31-39 Victoria Street, Fitzroy

“The Acme Shirt Factory was one of Fitzroy’s largest industrial employers, and one of the largest clothing manufacturers in Melbourne, with their main competition coming from the “Gibsonia” mills run by Foy and Gibson on nearby Argyle Street. The factory opened in 1882, and expanded quickly, partly due to their adoption of “production line” techniques and their integration of all aspects of production, from sewing to ironing to stables for delivery services, within the single factory site. By 1930, however, the factory had closed and been sold at auction. In 1941, the factory was taken over by La Mode Corsets, who operated on the site until 1963, and were then purchased by Easywear Shoes from 1963-1971. In 1977, the building was taken over by John Weller, who transformed the building into the “Universal Workshop”, a complex which included cages, restaurants, a cinema, markets, and specialist stores. The theatre on the site, known as the Universal Theatre, became a significant venue for alternative and independent theatre, particularly after the closure of the Pram Factory on Lygon Street in the early 1980s.

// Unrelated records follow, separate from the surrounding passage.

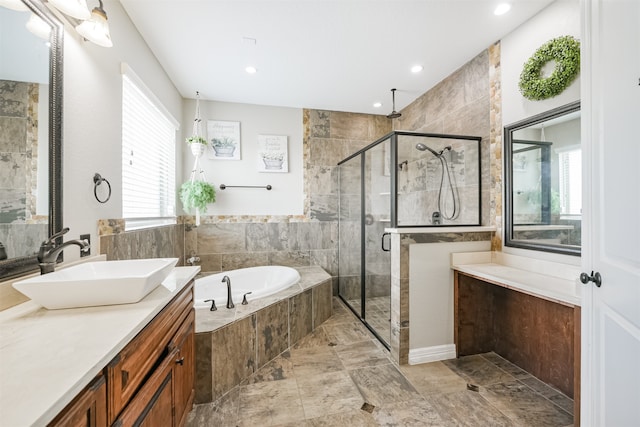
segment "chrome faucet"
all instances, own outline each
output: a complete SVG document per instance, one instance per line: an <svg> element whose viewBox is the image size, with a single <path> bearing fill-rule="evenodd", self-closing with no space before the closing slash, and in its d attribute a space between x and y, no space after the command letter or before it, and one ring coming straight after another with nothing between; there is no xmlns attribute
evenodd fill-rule
<svg viewBox="0 0 640 427"><path fill-rule="evenodd" d="M225 282L227 283L227 308L234 308L235 304L231 298L231 279L229 279L229 276L224 276L222 278L222 283Z"/></svg>
<svg viewBox="0 0 640 427"><path fill-rule="evenodd" d="M82 252L89 250L89 243L86 240L68 240L60 245L56 245L56 239L66 234L69 231L69 227L63 228L60 232L55 233L40 245L40 251L38 252L38 262L40 263L40 274L53 273L56 269L56 260L58 255L67 246L77 245L80 246Z"/></svg>

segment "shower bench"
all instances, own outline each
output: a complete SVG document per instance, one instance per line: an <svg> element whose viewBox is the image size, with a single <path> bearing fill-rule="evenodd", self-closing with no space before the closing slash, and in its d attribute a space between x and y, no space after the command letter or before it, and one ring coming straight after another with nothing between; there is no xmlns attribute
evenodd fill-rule
<svg viewBox="0 0 640 427"><path fill-rule="evenodd" d="M578 267L482 252L452 269L457 356L496 352L574 399L579 425Z"/></svg>

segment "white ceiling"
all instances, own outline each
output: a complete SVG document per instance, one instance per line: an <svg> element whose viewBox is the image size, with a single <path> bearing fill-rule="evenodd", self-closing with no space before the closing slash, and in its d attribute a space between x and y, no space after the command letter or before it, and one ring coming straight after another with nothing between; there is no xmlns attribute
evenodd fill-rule
<svg viewBox="0 0 640 427"><path fill-rule="evenodd" d="M371 114L391 112L391 88L401 110L553 2L508 0L495 16L501 1L120 0L185 98Z"/></svg>

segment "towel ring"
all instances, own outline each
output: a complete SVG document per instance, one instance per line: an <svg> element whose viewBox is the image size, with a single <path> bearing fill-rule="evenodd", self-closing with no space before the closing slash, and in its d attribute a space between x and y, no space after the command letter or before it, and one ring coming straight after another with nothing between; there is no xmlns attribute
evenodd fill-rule
<svg viewBox="0 0 640 427"><path fill-rule="evenodd" d="M98 186L103 182L107 183L107 187L109 187L109 194L107 195L106 199L100 200L100 198L98 197ZM107 203L111 198L111 184L109 184L109 181L107 181L106 178L103 178L102 176L100 176L99 173L96 173L95 175L93 175L93 195L96 197L96 200L100 203Z"/></svg>

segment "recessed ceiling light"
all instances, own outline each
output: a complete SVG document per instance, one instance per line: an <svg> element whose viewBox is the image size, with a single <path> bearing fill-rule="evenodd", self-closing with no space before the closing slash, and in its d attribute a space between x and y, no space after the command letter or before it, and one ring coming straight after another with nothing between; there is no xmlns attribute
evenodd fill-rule
<svg viewBox="0 0 640 427"><path fill-rule="evenodd" d="M411 67L412 73L419 73L422 70L424 70L424 67L422 65L414 65L413 67Z"/></svg>
<svg viewBox="0 0 640 427"><path fill-rule="evenodd" d="M500 3L497 7L496 10L493 11L494 15L500 16L500 15L504 15L505 13L509 12L511 10L511 5L509 3Z"/></svg>
<svg viewBox="0 0 640 427"><path fill-rule="evenodd" d="M374 102L374 103L373 103L373 106L374 106L375 108L380 108L380 107L382 107L382 102Z"/></svg>
<svg viewBox="0 0 640 427"><path fill-rule="evenodd" d="M258 72L258 69L256 67L252 67L251 65L249 65L247 68L244 69L247 73L249 74L255 74Z"/></svg>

The community radio station 3RRR also operated from the complex from 1981. This building and its many uses encapsulate the broader transitions shaping Fitzroy’s economy and landscape throughout its history.” – Lauren Piko – Yarra Past Port

CME Shirt Factory/La Mode Corset Factory, 31-39 Victoria Street – Fitzroy Industrial Walk
La Mode Factories, Victoria Street, Fitzroy – held by Fitzroy Library, http://www.picturevictoria.vic.gov.au/site/yarra_melbourne/Fitzroy/15233.html

R. Aitken Pryor (Manufacturer)

This site was the location of R. Aitken Pryor’s Acme Shirt Factory in 1903. Mr Pryor had travelled from the North of England arriving in Australia in 1888, and eventually taking the manager role at the Acme Shirt Factory in 1893. The company employed more than 220 people at the time. (The Cyclopedia of Victoria, 1903-1905, Vol 1. p.561-562). There is much further information on Pryor and the output of the factory in the Cyclopedia.